Barbie made me feel girly and beautiful. With Barbie I was always the girl that boys had crushes on at school and I was always the young woman who went on fancy dates with a suited-up Ken. Barbie kept the fantasy alive that has been far from my reality. Please, stop trying to change Barbie into something less than all that she is. Barbie is supposed to be fantastical. Barbie is supposed to be ornately garnished with the most twinkling of make-up. Barbie is supposed to have an unattainable body so that everybody can be her.
Have you ever seen children attempt to put on makeup? It is much more of an art experiment than an exercise in enhancing one’s natural beauty. The colours and less-than-subtle nature of it all are certainly reminiscent of Barbie’s brightly adorned face, but that’s what’s fun about it all!
Those “average” size Barbies actually make me feel terrible because I’m still bigger than those statistically sized measurements purport. I don’t look like that. But dang, do I look good. And it is the original Barbie that makes me feel good. The three-dimensional renderings or even the plastic mock-ups of alleged “average” still seem a little off. I mean how many “average” people do you know with a 4-inch thigh gap? I barely know anyone even with the tiniest of thigh gaps. These newly proposed Barbies are also based on finite numbers. Any physician would tell you that a healthy average is a range of weights per height. Furthermore, focusing on averages perpetuates the problem of individual body acceptance issues rather than alleviating the issue. I dispute Nickolay Lamm’s message: “average is beautiful”. No, average isn’t beautiful—everyone is beautiful. Because everyone is more than their outsides—everyone has a story that includes their entire person, inside and out.
There’s also a sexist double standard at play in the criticism of Barbie. Where are the grown men chiding Lego for their body image issues? Or HotWheels for giving us unrealistic expectations about roads? I mean seriously, it is as similarly ludicrous. I played with Lego all the time, and no—just like with Barbie with permanently high-heel-shaped feet—I did not aspire to be a cubic person with a removable head when I grew up.
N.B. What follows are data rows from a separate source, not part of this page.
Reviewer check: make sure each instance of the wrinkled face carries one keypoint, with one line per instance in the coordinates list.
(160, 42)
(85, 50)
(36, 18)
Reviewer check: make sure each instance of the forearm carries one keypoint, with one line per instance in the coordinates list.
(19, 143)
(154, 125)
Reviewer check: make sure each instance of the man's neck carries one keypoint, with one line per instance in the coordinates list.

But we aren’t talking about these issues at all. We’re focusing on one brand of toy not even one genre of fictionally designed dolls in general.
To those out there who have alleged that Barbie devastated their self-esteem, body image, and expectations, perhaps we should look at other underlying causes as to why at ages 5-10 you were worried about your body image. Perhaps the social constructs that exude such pressure even at such a young age should be given more attention rather than scapegoating some plastic Mattel toy.
Even the more realistic Barbies that emerged in my youth where they gained belly buttons and partially defined abs destroyed my childhood best friend. Now I was looking at her as near human. Now I was seeing features I saw on women in magazines. To me it was as if Barbie was trying to be like models, not that models or real women were trying to be like Barbie. I didn’t like that. It ruined her imaginative, creative existence in fantasyland. It made her more human. Making her more human in turn made more human to Barbie comparisons.
So please. Leave Barbie alone. Let the fantasy live on because Barbie never bothered me. But boy these articles tearing her apart do.
Barbie isn’t ruining our body image—societal constructs and Photoshop are.